Composer V. Sridhar has scored the music. He has composed six songs in which acclaimed poet Jayant Kaykini, director G K Madhusudhan and Sukanya Gautam have penned down the lyrics.

Track-List
| No. | Title | Lyrics | Singer(s) | Length |
|---|---|---|---|---|
| 1. | "Arda Chandra" | Jayanth Kaikini | Sonu Nigam, Sriraksha | 3:52 |
| 2. | "Manasu Manasu" | Madhusudhan & Goutam | Vijay Prakash | 4:43 |
| 3. | "Bitti Buildup" | Madhusudhan | Tippu | 4:01 |
| 4. | "Aaroythu Deepa" | Madhusudhan | Sridhar V. Sambhram | 4:02 |
| 5. | "3 Gante 30 Dina 30 Second" | Madhusudhan | Chandan Shetty | 2:15 |
| 6. | "Chitra Mathadide" | Madhusudhan & Sukanya | Vijay Prakash | 3:49 |
| Total length: |  |  |  | 22:42 |

==Release==

===Critical reception===

Sunayana Suresh of The Times of India  gave the film a rating of 2/5 and wrote "If you are the old-school romantic, who believes that love stories need a lot of sentiments, a little action and the heroine transforming into being just the man's prop, this might be for you". A Sharadhaa, reviewing for The New Indian Express, said "In this slow-paced film, Aru Gowda looks diminished.

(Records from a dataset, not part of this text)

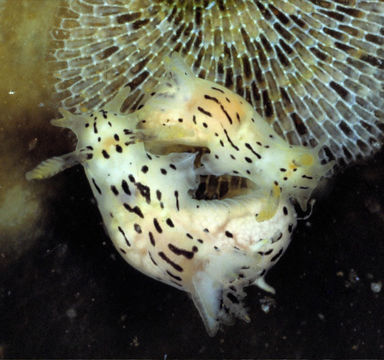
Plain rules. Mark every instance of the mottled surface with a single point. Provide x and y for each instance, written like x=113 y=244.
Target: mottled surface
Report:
x=72 y=295
x=314 y=69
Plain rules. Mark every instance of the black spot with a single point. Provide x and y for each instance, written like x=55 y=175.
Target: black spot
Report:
x=97 y=188
x=125 y=187
x=123 y=233
x=178 y=278
x=247 y=159
x=233 y=298
x=136 y=210
x=183 y=252
x=275 y=257
x=177 y=200
x=249 y=147
x=105 y=154
x=230 y=141
x=114 y=190
x=145 y=192
x=151 y=239
x=144 y=169
x=263 y=253
x=170 y=222
x=226 y=114
x=217 y=89
x=203 y=111
x=137 y=228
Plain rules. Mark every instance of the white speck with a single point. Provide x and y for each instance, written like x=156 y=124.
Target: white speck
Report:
x=71 y=313
x=376 y=287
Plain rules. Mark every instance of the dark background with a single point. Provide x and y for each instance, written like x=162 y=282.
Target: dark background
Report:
x=72 y=296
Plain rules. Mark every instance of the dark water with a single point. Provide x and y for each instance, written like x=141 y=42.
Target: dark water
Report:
x=72 y=296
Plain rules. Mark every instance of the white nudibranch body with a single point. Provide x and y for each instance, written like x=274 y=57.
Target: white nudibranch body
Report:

He needs to work on his screen presence in his forthcoming projects. Kavya Shetty has put in an effort but can do better over time. The rest of the cast, including Chandrashekar, Devaraj and Sudha Rani, do well individually but fail as a supporting cast.
Melodies by Sridhar V Sambram are placed at the right points, but they do not save the film". Shyam Prasad S  reviewing for Bangalore Mirror  rated the film 1.5 out of 5 stars, and wrote "It is an ordinary film made worse by its overconfidence".